He slid to the ground, went to his knees. He made a small involuntary sound. It must have hurt. He took my hand, and I let him, because pulling away seemed petty. "What must I do to be in your bed, Anita? Tell me, and I will do it."



I looked into his face, saw the pain there, and it wasn't the pain of bruises and cuts. I looked at Jean-Claude. "It's the ardeur, isn't it?"



"I fear so," he said.



I turned back to the vampire kneeling in front of me. I had no idea what to say.



"Am I ugly to you?" he asked.



"No," and I traced the line of his uninjured cheek. "You are very handsome, and you know it."



He shook his head, stopped in midmotion, again as if it hurt. "If I were handsome enough, you would have taken me to your bed and not turned to these strangers." He lowered his head, both hands gripping mine. He finally raised his face, and he was crying. "Please, Anita, please, do not cast me aside so easily. I know that you did not enjoy the attentions I gave you as much as I enjoyed the touch of your body. But I will be better, I swear it, if only you will give me another chance to show you pleasure. I was trying to be too careful of you. I did not understand. I can do better, be better." He buried his face against my legs, and wept.
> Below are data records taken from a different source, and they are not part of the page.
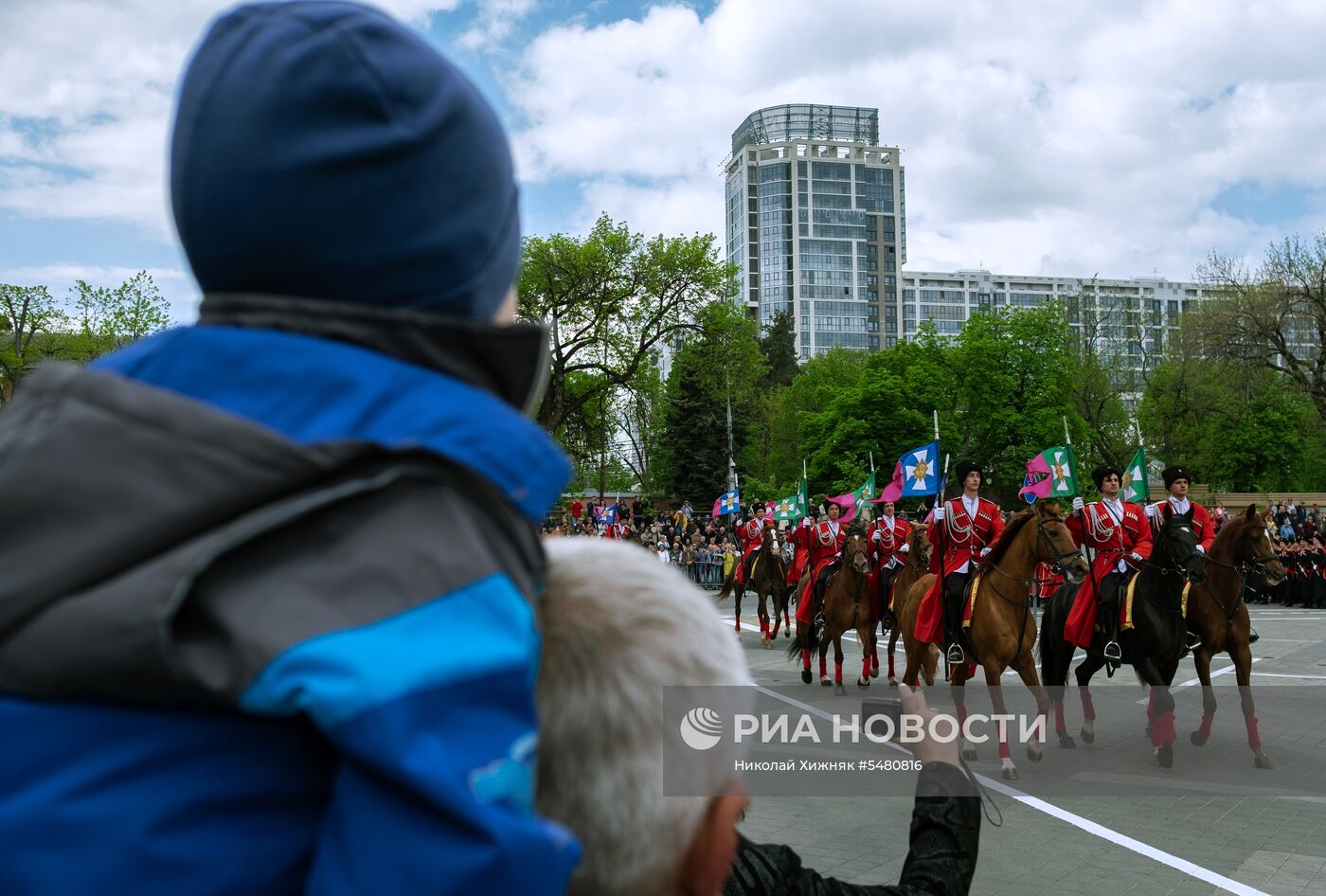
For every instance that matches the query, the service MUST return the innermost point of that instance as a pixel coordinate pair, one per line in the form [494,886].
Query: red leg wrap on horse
[1162,729]
[1253,737]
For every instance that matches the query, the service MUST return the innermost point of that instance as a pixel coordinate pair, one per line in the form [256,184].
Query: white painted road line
[1107,833]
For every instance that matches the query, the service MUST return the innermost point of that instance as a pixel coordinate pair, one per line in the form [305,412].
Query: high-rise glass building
[815,223]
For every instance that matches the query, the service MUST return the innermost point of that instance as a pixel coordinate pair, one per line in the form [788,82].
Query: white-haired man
[602,733]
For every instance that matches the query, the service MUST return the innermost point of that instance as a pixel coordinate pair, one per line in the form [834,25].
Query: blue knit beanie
[324,150]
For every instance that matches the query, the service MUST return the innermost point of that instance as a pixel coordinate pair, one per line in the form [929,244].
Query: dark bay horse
[1153,646]
[1239,561]
[846,604]
[1003,627]
[766,577]
[915,569]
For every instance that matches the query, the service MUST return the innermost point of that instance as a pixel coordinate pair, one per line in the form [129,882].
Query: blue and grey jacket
[267,610]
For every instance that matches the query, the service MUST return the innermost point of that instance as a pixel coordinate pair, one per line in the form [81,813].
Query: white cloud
[85,99]
[1038,138]
[175,285]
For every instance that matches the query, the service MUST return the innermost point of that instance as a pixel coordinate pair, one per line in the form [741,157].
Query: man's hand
[925,749]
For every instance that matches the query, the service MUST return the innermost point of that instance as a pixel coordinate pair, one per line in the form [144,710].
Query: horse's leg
[837,664]
[868,654]
[1027,671]
[892,646]
[1242,655]
[1084,672]
[1202,662]
[1159,710]
[992,672]
[958,686]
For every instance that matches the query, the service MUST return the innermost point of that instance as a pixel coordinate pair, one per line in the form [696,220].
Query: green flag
[793,507]
[866,492]
[1136,478]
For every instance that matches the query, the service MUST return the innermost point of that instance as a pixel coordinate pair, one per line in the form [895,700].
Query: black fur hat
[1174,474]
[1102,471]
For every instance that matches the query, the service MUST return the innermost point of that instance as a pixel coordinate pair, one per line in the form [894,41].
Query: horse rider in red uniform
[890,538]
[825,544]
[1120,537]
[617,530]
[1176,481]
[798,537]
[965,527]
[752,534]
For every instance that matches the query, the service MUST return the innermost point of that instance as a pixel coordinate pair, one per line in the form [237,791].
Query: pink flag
[849,503]
[1037,483]
[894,490]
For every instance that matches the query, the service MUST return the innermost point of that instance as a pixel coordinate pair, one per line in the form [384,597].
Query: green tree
[720,361]
[613,298]
[779,346]
[1275,315]
[29,326]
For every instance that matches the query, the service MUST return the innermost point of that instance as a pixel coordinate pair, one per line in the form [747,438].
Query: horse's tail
[806,639]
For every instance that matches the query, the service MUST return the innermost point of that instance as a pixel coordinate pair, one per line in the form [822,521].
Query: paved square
[1216,825]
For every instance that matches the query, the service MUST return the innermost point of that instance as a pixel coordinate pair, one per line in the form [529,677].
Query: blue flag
[921,471]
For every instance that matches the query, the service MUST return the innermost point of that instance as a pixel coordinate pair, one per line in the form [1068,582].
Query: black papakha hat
[1174,474]
[1102,471]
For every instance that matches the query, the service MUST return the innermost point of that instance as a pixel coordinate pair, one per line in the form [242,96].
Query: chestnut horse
[846,604]
[1239,561]
[766,577]
[915,567]
[1153,646]
[1003,626]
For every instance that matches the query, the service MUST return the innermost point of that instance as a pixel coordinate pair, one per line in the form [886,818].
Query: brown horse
[766,577]
[1240,560]
[1003,626]
[915,569]
[846,604]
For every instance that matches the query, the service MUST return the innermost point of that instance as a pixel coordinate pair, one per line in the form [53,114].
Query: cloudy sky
[1038,138]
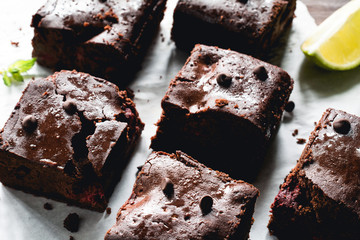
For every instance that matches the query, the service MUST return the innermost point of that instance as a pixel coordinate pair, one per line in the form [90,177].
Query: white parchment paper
[22,215]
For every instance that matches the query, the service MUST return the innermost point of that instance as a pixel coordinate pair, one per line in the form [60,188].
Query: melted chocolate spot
[168,188]
[206,204]
[72,222]
[69,168]
[261,73]
[290,106]
[223,80]
[342,126]
[70,107]
[138,169]
[29,123]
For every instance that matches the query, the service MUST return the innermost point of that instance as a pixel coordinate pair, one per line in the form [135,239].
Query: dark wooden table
[321,9]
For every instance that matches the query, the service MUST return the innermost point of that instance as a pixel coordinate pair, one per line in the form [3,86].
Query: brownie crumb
[72,222]
[48,206]
[301,140]
[16,44]
[295,133]
[221,102]
[107,27]
[108,211]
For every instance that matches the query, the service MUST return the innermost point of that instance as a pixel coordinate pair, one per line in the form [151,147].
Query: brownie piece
[68,139]
[176,197]
[223,108]
[248,26]
[320,198]
[104,38]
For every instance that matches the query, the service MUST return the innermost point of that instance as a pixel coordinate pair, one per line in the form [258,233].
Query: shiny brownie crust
[176,197]
[68,139]
[320,198]
[223,108]
[249,26]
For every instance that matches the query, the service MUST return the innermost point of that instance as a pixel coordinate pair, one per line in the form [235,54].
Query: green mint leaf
[22,65]
[6,79]
[17,76]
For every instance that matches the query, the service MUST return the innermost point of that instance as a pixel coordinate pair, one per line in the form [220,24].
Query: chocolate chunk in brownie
[72,222]
[176,197]
[48,206]
[250,27]
[320,198]
[221,110]
[104,38]
[68,138]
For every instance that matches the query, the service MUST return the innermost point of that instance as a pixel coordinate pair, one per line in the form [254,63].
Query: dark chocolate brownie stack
[105,38]
[248,26]
[68,138]
[176,197]
[320,198]
[223,108]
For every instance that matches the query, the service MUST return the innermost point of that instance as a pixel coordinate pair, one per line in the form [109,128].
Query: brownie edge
[320,197]
[176,197]
[223,108]
[69,138]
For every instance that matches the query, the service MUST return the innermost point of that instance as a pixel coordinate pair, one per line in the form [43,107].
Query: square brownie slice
[176,197]
[223,108]
[248,26]
[104,38]
[68,139]
[320,198]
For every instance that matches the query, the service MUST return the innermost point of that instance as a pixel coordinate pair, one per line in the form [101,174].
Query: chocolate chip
[70,107]
[342,126]
[289,107]
[167,187]
[223,80]
[261,73]
[29,123]
[69,168]
[206,204]
[72,222]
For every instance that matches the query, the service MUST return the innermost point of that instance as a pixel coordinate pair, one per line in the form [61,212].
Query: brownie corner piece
[223,105]
[68,138]
[175,196]
[248,26]
[107,39]
[320,197]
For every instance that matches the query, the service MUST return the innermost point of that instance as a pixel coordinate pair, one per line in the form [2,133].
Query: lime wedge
[335,44]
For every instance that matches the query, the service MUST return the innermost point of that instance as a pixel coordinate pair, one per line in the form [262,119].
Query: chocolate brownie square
[68,139]
[248,26]
[176,197]
[223,108]
[320,198]
[104,38]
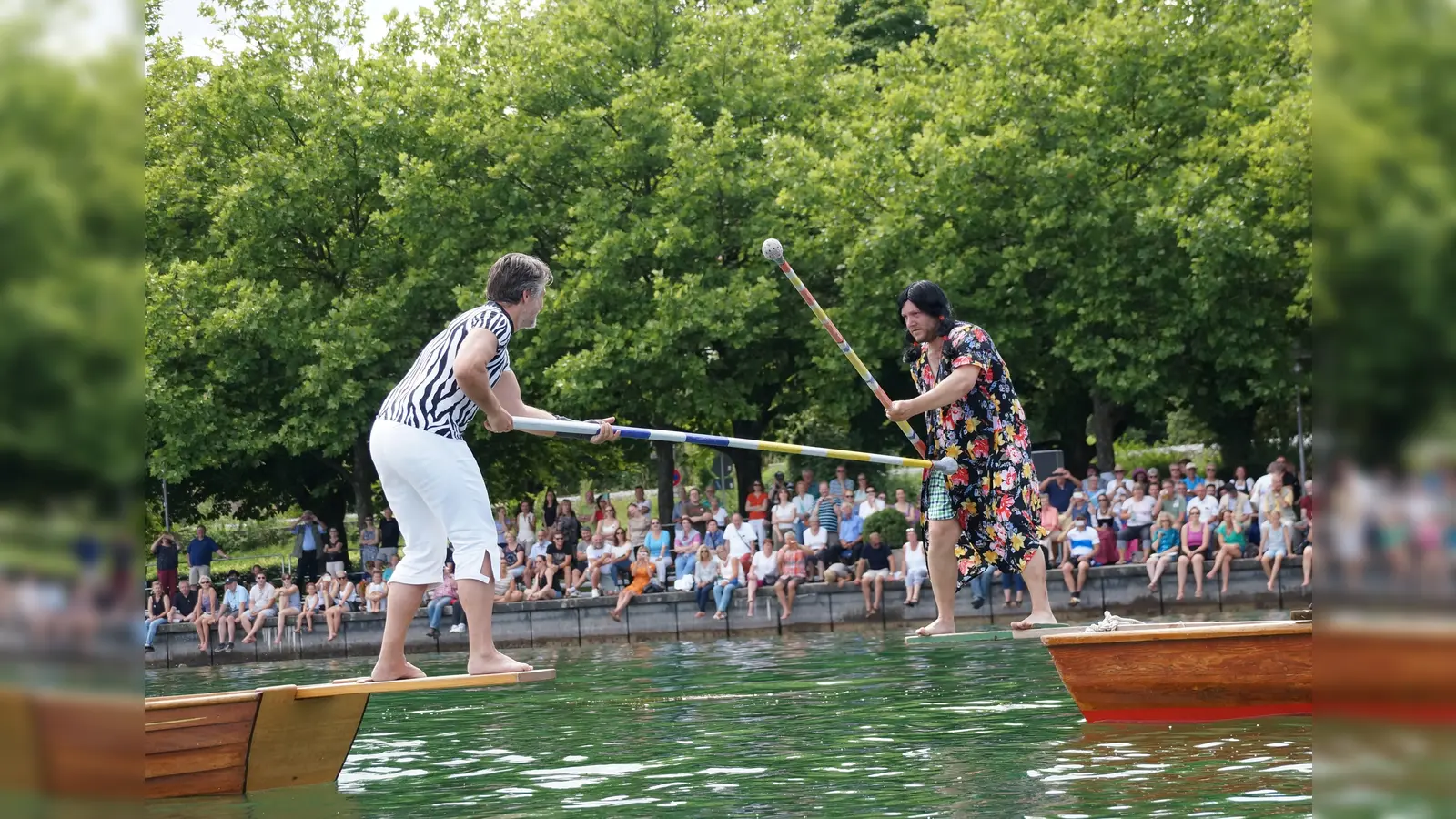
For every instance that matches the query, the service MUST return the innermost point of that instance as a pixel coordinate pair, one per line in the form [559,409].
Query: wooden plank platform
[364,685]
[986,634]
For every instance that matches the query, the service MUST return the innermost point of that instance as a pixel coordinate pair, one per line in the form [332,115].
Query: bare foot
[936,627]
[1036,618]
[399,669]
[494,662]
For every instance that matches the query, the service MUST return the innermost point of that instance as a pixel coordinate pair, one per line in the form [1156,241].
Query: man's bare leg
[404,602]
[480,601]
[1036,577]
[944,533]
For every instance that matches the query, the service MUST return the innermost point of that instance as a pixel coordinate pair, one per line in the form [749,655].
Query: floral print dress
[995,490]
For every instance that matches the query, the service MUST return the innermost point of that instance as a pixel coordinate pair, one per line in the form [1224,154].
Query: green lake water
[807,724]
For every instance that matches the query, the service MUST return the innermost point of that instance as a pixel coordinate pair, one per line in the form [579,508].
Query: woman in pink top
[441,596]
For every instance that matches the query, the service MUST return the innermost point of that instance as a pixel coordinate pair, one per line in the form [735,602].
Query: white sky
[179,18]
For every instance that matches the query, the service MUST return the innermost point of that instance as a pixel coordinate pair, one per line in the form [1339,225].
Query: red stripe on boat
[1198,713]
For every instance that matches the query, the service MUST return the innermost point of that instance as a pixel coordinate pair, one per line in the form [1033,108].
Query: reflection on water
[817,724]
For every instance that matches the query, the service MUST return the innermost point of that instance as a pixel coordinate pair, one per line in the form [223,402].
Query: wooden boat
[269,738]
[1388,666]
[1190,672]
[1034,632]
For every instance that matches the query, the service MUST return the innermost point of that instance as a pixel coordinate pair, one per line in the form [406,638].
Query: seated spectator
[730,574]
[903,504]
[642,569]
[1138,522]
[235,602]
[686,547]
[875,564]
[793,571]
[375,593]
[443,595]
[705,573]
[1230,544]
[184,602]
[207,611]
[1165,544]
[742,541]
[659,545]
[764,569]
[313,603]
[814,541]
[621,566]
[1081,545]
[157,612]
[756,506]
[558,566]
[599,561]
[917,569]
[1196,547]
[871,503]
[841,561]
[290,602]
[261,605]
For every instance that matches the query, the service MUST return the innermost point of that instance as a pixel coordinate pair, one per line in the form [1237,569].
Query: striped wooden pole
[642,433]
[774,251]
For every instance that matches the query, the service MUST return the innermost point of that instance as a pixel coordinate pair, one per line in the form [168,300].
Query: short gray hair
[516,276]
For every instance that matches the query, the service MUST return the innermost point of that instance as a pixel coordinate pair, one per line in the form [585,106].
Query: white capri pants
[437,493]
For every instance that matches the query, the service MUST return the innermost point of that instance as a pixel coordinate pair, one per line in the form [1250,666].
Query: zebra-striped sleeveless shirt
[429,397]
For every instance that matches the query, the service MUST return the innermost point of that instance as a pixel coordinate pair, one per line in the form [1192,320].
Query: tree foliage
[1118,193]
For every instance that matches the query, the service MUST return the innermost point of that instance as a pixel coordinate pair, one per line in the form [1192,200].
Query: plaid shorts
[939,506]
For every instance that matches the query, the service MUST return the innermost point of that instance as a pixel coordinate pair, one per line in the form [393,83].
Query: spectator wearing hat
[1059,487]
[232,608]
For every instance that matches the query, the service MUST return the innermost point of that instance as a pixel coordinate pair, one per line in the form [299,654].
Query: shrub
[892,526]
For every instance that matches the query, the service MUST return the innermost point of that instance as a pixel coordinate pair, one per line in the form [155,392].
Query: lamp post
[1299,423]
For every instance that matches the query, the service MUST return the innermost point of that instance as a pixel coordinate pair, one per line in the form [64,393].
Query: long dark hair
[932,302]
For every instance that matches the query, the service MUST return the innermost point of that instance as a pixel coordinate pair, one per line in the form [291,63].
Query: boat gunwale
[1203,632]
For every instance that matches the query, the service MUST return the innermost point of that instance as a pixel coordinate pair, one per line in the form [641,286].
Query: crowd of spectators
[1191,521]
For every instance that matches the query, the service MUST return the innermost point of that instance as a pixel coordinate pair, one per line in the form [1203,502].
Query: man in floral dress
[987,513]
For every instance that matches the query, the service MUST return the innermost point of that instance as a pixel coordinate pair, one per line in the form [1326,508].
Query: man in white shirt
[1206,503]
[742,540]
[259,606]
[871,503]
"I believe we have our answer, ma petite."



I stroked Requiem's hair, and didn't know what he was talking about. I was too stunned to think. "Answer to what?" I asked.



"The effect you have on vampires that have tasted the ardeur before. I think you are addictive, as Belle was addictive." He motioned toward Requiem, who was clutching at me, still weeping into my legs. "He is powerful enough to be a Master of a City, ma petite, not powerful in the way of Augustine, or myself, but powerful. He lacks not power, but ambition. He does not wish to rule."



"There is no shame to that," Elinore said.



"Non," Jean-Claude said, "but I want ma petite to understand that her effect on Requiem is not a small thing."



Elinore had sat back in the chair, curling her legs under her, because her feet wouldn't have reached the ground. "I had no idea she had bespelled him like this."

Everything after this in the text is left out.